BENEFITS FOR USING TRAININGPEAKS WITH YOUR SUUNTO

SuuntoRide, SuuntoRun, SuuntoSwimMay 11 2015

Suunto became compatible with TrainingPeaks this spring. We got in touch with Canadian ultra runner Rodney Buike to learn more about the service.

Rodney Buike started his athletic career as an alpine ski racer and a mountain biker but has since evolved into an endurance athlete covering longer and longer distances. First he competed in duathlons and triathlons, but has recently started to run ultras, too.

Buike has been using TrainingPeaks as his main tracking application since 2011.

“I initially started with the free version of TrainingPeaks but soon switched to TrainingPeaks Premium for some of the added capabilities,” says Buike.

“For me the best feature is the Performance Management Chart. It gives me a real ability to manage my fitness and fatigue levels over the course of my racing season.”

TrainingPeaks’ Performance Management Chart (PMC) tracks chronic training load (CTL based on activities older than 15 days) and acute training load (ATL based on the last 14 days of activity). These numbers are based on the athlete’s thresholds which allows TrainingPeaks to calculate the intensity (IF) and Training Stress Score (TSS). This is then used to calculate Training Stress Balance (TSB). All this data can be used to monitor progress and ensure a smooth steady build up and then taper to main race or races.

Here’s Buike’s own PMC starting with the beginning of training for his first 50K race.


Rodney Buike’s 180-day Performance Management Chart

“The first vertical red line is the peak of training with the longest run before tapering began for the race (the next vertical red line). Then you can see the recovery period and the final vertical red line indicating when training began again,” Buike explains.

“There are a few important things you can see in this graph: First off you can see a long slow steady build with the gradual increase in the CTL (the blue line). There are smaller spikes along the line, which individually identify the key long runs followed by short recovery periods – but an overall steady climb. The TSB (orange line) moves into the positive as I recover and taper for the race while the ATL drops as training load is decreased.”

Over the course of time the Performance Management Chart can help you plan your taper and recovery to ensure you are doing just enough to maintain fitness while recovering properly to ensure your best performance on race day.

SET YOUR ZONES FIRST

While this all sounds very complex there are a few very basic things that all athletes can take advantage of immediately.

“The first thing I recommend is to set your zones. If you are using HR based training you can set different zones for all activities. For specific activities you can also define additional zones. I highly suggest runners to set their pace zones, which can be done using the results of a recent 10KM running race. Cyclists, who have a power meter, can input their functional threshold power (FTP) and use that to build power zones.”

In addition to the Performance Management Chart, Buike highlights the premium version’s advanced charts that you can use to drill deeper into the data (power analysis, scatter graphs, etc.). He also finds the planning tools very useful.

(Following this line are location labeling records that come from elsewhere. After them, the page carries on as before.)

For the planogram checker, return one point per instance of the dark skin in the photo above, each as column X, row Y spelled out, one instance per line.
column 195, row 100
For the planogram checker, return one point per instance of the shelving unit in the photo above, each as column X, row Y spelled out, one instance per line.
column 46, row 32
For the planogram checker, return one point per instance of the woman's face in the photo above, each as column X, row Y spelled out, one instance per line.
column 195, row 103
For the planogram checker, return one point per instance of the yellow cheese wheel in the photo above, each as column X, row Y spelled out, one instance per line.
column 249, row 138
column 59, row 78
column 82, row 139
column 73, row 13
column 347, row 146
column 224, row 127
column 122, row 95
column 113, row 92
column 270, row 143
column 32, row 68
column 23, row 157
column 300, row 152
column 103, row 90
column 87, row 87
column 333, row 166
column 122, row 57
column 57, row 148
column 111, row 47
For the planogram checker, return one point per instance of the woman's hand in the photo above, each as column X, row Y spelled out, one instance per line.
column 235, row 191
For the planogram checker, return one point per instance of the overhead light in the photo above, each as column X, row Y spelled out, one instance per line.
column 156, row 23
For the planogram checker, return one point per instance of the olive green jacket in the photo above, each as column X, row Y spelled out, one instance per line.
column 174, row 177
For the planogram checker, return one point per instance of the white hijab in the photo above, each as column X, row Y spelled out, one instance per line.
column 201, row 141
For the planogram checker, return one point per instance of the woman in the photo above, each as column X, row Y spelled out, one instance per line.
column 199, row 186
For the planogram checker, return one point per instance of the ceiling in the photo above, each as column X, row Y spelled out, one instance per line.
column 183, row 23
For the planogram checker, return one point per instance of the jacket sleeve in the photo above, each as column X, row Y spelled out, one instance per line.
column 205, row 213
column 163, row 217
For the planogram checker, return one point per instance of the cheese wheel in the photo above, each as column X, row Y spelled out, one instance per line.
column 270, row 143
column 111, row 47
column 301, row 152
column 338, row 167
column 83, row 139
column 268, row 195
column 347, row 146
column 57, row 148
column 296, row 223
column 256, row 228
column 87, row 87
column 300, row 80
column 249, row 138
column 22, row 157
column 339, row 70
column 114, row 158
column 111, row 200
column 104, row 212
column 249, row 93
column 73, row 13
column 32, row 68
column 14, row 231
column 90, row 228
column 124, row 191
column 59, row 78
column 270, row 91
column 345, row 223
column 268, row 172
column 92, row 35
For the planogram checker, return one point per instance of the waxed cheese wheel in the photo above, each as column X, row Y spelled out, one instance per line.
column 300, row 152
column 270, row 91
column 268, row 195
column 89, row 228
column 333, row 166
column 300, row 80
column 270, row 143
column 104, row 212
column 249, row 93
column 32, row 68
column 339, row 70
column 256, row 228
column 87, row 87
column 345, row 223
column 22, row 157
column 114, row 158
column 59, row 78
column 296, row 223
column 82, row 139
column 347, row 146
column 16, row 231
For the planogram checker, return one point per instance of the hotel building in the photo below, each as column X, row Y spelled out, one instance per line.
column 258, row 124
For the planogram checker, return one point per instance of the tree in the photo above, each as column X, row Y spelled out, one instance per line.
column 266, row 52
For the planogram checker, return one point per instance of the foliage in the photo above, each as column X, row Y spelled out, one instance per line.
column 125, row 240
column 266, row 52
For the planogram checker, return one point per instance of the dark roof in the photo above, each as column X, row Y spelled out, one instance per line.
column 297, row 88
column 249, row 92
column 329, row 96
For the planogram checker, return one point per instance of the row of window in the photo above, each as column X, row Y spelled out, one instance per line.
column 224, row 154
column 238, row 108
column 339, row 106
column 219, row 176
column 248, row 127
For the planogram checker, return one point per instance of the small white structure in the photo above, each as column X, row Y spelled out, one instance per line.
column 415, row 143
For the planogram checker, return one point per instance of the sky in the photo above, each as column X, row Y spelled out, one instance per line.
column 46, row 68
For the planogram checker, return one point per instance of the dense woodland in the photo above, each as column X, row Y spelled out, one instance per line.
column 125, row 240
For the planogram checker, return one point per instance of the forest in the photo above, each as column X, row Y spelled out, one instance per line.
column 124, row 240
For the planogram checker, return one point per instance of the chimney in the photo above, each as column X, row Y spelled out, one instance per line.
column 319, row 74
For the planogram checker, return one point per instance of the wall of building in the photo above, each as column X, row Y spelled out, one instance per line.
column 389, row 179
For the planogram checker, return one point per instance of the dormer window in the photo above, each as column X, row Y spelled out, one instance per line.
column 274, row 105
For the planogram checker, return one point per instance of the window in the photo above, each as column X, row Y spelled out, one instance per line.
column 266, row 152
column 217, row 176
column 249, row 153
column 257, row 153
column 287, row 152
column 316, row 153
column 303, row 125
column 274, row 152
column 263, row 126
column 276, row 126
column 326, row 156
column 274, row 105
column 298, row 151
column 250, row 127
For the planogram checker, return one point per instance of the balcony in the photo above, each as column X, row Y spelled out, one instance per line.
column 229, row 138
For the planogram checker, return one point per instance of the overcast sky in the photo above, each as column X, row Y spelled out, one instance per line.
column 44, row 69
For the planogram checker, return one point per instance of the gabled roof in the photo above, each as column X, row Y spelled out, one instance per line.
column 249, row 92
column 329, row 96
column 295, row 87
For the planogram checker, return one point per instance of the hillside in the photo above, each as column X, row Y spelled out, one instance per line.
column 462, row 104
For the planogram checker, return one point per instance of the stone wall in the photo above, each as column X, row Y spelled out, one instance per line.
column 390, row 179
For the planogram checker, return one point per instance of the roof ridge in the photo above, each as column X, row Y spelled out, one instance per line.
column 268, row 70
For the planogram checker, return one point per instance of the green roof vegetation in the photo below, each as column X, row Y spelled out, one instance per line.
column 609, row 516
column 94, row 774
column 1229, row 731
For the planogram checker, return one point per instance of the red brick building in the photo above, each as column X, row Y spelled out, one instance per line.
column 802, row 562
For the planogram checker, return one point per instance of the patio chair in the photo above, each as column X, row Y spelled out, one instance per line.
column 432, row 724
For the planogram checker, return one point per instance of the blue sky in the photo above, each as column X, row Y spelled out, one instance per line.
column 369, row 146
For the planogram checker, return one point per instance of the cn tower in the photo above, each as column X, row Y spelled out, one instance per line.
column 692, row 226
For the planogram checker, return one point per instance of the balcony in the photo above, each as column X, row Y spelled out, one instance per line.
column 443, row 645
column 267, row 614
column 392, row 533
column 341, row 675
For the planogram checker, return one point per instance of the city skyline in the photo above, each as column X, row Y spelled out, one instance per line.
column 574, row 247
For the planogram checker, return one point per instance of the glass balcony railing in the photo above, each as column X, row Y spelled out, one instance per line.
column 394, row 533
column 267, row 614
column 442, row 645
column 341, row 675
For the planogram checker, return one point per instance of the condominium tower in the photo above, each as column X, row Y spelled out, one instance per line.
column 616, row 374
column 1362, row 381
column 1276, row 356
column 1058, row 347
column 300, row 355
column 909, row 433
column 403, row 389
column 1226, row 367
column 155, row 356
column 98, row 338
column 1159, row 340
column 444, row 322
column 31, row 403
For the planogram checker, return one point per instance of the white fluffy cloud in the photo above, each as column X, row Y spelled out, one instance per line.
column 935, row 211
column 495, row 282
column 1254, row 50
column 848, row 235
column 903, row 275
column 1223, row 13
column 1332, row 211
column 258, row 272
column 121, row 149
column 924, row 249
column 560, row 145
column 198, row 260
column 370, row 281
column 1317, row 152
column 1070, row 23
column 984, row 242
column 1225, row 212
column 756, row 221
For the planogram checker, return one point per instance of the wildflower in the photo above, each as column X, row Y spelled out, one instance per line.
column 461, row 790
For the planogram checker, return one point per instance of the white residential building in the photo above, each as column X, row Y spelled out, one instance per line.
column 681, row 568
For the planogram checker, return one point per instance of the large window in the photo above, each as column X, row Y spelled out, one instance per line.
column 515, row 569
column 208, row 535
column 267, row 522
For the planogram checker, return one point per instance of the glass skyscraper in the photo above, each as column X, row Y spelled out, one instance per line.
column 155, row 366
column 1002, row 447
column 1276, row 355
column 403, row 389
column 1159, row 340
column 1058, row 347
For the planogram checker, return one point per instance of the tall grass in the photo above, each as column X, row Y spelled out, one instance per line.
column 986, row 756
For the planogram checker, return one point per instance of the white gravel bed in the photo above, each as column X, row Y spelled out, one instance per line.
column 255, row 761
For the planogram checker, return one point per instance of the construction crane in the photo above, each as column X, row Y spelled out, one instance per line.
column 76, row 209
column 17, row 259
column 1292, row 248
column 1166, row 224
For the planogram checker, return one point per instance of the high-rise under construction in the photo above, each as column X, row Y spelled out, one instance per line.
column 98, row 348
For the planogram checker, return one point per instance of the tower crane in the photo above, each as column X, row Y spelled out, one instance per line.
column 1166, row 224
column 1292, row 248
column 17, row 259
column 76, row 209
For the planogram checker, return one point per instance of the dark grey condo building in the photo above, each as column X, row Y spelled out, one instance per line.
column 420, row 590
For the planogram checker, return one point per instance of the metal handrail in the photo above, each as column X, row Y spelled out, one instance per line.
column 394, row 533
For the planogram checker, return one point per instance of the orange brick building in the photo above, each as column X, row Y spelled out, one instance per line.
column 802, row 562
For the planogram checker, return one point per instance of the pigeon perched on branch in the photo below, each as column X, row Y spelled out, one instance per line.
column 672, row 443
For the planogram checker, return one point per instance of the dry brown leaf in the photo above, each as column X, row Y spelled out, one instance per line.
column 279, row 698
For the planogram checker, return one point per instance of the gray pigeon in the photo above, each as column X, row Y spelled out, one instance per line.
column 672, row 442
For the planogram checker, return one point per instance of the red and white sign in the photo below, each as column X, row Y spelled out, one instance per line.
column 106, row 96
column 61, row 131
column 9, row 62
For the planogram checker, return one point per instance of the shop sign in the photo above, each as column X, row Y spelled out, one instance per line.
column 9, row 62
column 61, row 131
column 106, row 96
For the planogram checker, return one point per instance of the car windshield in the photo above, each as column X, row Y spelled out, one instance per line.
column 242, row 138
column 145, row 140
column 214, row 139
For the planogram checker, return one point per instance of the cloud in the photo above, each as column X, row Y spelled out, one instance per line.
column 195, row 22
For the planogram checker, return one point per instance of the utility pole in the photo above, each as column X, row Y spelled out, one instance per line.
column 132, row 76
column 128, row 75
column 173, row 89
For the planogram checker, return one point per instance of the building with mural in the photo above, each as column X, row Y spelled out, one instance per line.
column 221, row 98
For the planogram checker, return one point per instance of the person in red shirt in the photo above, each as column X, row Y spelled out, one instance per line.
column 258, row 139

“With the premium version you have the ability to plan out your upcoming week, month or longer and have that sync with your calendar in Outlook, Gmail, Apple iCalendar or any calendar tool that supports ICS files. When you upload activities they will automatically populate the related activity in your TrainingPeaks calendar,” says Buike.

So how does your own calendar look for the coming weeks?

“I have decided to move into the ultra running world and completed my first 50 km and 80 km races recently. In May I have a 130km race coming up.”